The campaign aims to inform communications professionals and businesses on the importance of measuring and evaluating PR in an effective way. Jago Director, Shona Jago-Curtis recently contributed to the debate by taking part in the “Measurement Matters: CIPR NI & AMEC Measurement Month Panel Event” which CIPR Northern Ireland organised earlier this month in Belfast.
At Jago, we believe that effective measurement and evaluation should be at the heart of all professional communications and PR practice.
But we also recognise that it’s not a simple and there is currently no single ‘catch all’ tool for measurement. Clients’ business objectives must be the ultimate metric and there are a number of ways to prove the impact of communications across integrated media including paid, earned, shared and owned which help to truly understand impact.
AMEC’s 2017 Measurement Month focused on the eradication of, “advertising equivalency value (AVE) and all of its derivatives as metrics in public relations work,” which has been a move well-supported in the industry over the past number of years. Jago is amongst several in the communications industry who have welcomed this call.
Despite recent campaigns, AVE is still a widely used metric with Kantar Media revealing that of the company’s 1,000 analysis clients, 25% are still requesting AVE figures.
Recent research also shows that some professionals are having difficulty measuring the impact of the use of digital influencers.

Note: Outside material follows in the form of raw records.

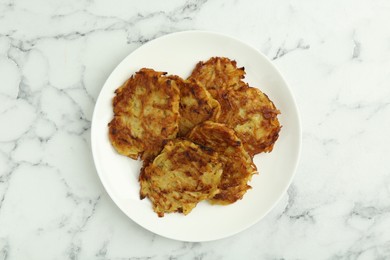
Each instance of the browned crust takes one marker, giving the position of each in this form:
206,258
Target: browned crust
146,113
253,116
180,177
218,73
238,167
245,109
196,105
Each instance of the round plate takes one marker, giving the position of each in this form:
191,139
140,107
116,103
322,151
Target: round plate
178,53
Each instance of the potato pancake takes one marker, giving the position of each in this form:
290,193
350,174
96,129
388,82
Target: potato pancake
218,73
196,105
245,109
146,114
238,167
253,116
180,177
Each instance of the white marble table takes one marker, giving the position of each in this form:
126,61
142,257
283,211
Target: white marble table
55,57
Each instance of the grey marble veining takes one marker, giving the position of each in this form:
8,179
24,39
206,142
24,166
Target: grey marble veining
55,57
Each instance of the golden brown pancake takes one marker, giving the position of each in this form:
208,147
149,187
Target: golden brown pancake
238,167
245,109
253,116
196,105
180,177
218,73
146,113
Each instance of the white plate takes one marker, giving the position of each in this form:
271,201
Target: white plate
178,53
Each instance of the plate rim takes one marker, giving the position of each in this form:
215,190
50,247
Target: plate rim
109,191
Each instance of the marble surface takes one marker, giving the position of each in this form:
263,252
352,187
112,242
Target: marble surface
55,57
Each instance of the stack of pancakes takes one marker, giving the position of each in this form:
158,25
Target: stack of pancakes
196,137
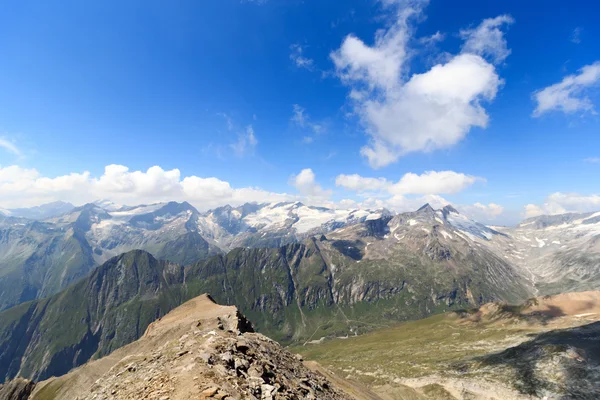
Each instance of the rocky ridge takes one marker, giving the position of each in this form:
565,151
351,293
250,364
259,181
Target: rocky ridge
199,350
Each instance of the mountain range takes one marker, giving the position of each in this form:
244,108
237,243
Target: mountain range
40,257
300,273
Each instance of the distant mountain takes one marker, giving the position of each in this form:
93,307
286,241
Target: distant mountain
40,212
561,253
355,278
275,224
39,258
200,350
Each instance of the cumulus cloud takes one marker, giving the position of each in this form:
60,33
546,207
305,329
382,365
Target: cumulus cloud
487,39
570,94
423,112
428,183
9,146
305,182
299,59
21,187
433,182
559,203
482,212
361,184
412,191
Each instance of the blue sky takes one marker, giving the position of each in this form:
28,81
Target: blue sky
248,101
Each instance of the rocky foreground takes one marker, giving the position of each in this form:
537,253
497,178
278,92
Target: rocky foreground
199,350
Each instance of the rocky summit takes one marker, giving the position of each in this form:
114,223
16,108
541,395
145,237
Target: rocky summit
199,350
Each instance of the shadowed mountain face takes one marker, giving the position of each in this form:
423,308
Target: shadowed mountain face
325,286
545,348
199,350
534,363
39,258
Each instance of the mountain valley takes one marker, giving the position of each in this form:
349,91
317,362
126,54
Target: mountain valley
309,277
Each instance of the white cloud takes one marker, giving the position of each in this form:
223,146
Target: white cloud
361,184
297,56
569,95
428,183
482,212
22,187
422,112
246,142
307,185
10,146
433,182
559,203
487,40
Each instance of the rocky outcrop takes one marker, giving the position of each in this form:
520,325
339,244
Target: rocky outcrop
200,350
17,389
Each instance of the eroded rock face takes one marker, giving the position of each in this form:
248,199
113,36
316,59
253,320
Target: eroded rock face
17,389
198,351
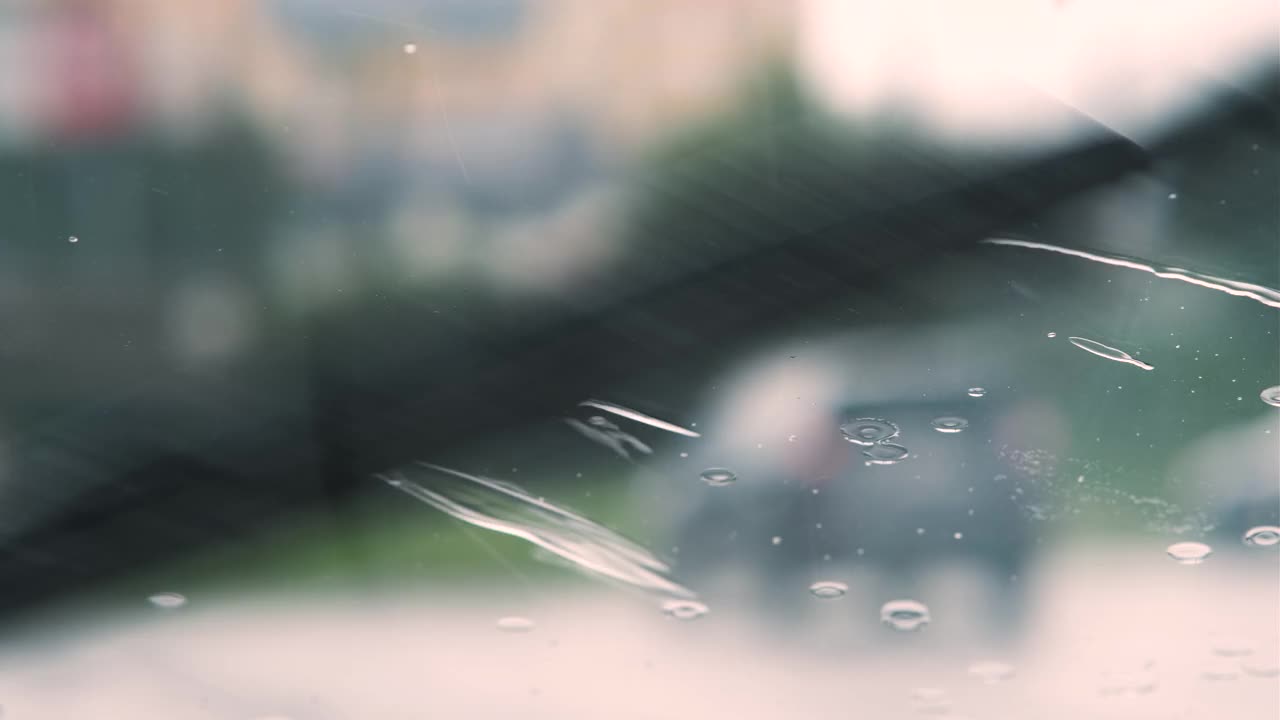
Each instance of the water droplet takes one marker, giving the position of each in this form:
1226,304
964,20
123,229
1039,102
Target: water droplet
868,431
1262,536
168,600
1189,552
905,615
828,589
1109,352
718,477
950,424
886,454
991,671
1271,396
684,609
515,624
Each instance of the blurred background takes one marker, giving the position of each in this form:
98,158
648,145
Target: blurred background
256,255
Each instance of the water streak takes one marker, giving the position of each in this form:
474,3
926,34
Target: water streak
638,417
507,509
1260,292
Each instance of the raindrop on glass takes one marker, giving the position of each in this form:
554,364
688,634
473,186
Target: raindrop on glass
515,624
684,609
950,424
168,600
1271,396
991,671
886,454
1262,536
868,431
1109,352
905,615
718,477
828,589
1189,552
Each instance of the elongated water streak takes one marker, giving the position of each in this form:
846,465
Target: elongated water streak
638,417
507,509
1260,292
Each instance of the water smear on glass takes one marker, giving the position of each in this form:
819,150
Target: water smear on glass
1262,294
1109,352
638,417
507,509
609,436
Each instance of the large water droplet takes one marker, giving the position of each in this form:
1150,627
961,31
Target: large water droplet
991,671
718,477
1109,352
1189,552
950,424
1262,536
515,624
905,615
868,431
1271,396
168,600
684,609
886,454
828,589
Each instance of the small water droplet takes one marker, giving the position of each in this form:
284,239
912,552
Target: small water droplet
515,624
905,615
950,424
991,671
1109,352
868,431
886,454
1189,552
684,609
1262,536
1271,396
168,600
828,589
718,477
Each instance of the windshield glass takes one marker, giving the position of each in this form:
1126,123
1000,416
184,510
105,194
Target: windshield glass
639,359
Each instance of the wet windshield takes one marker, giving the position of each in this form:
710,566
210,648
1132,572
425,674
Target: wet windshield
639,360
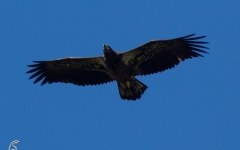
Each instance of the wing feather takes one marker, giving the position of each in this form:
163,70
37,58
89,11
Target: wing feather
159,55
79,71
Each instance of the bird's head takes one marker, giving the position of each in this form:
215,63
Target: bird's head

Over a third of marketers were unable to calculate if their influencer activity is driving sales and many typically focused on improving brand reach first before they consider impact on sales.
We believe that instead of measuring with a one-size-fits-all metric such as AVE, companies should focus on what they actually want to achieve and build evaluation metrics around their objectives and organisational KPI’s (Key Performance Indicators).
There are many different methods to evaluate the impact of PR and communications activity. To find the right mix we will ask clients what they currently measure – be it sales, marketing, visitor numbers or changes in behaviour. This then informs the goal-setting at the start of a campaign as well as what needs to be measured along the way to demonstrate communications impact.
For those looking to improve their current evaluation and measurement, AMEC’s interactive framework is a useful guide and one which we have integrated into our work at Jago. It provides users with a workable format that allows them to input their own campaign details, set objectives and build a measurement plan in advance, offering tips and support along the way.
While PR and communications measurement remains a work in progress, at Jago we find it an essential cornerstone of our work and we for one will continue to support measurement months and other initiatives developed by the industry in this area.